Today it's rainy, I'm noticing that water is dripping from the gap at the
top, so now I'm SUSPECTING this is what happened last time (dripped from the
gap at top into the gab between inner and outer sash).
However, I'm afraid to conclude yet that this is the same exact thing that
happened 10 days though. Yesterday afternoon I tried squirting water from
an empty shampoo bottle directly into the gap at the top and I wasn't able
to get water to drip down the gap into the inside. And I suppose that maybe
my testing yesterday got the seal wet "primed it" to make drip through the
gap at the top this time. But I agree that the seal (V-type flap that fits
in the kerf on top of sash) has flattened out since I installed it last
spring. I will put some D-Seal rubber weather-strip underneath to give it
upward pressure. If water getting past the top seal is cause of what
happened 10 days ago then hopefully this will solve it.

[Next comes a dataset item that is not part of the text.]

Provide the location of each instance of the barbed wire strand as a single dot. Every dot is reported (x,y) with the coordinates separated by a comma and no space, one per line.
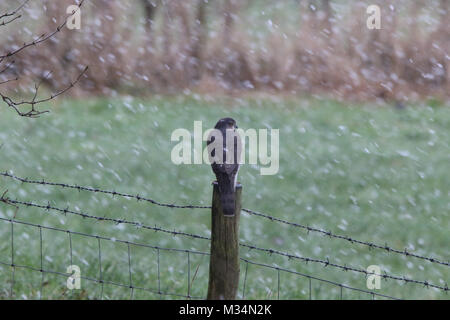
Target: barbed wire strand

I also notice that the association didn't caulk the gap where the siding
meets the top of the window. An engineer told me that there really should
not be caulk there because if water should ever get behind siding then it
would have no place to escape except inward. But I'm wondering if not
having it caulked there could also cause a leak if enough water gets into
I tried to get the association to install drip caps last year, and the
property manager agreed to do it, but the workers did not want to take
siding off (even though they were replacing other wood that was rotted at
various locations). The lack of a drip cap doesn't seem to be helping
matters. These windows have a metal frame that sticks outward a little, but
no drip cap, and I'm told they have a flange underneath the siding. Do you
think I should have the association caulk the gap at the top where the
siding meets the window frame, even though an engineer says that's not the
right thing to do? Do you think I should push to have drip caps installed?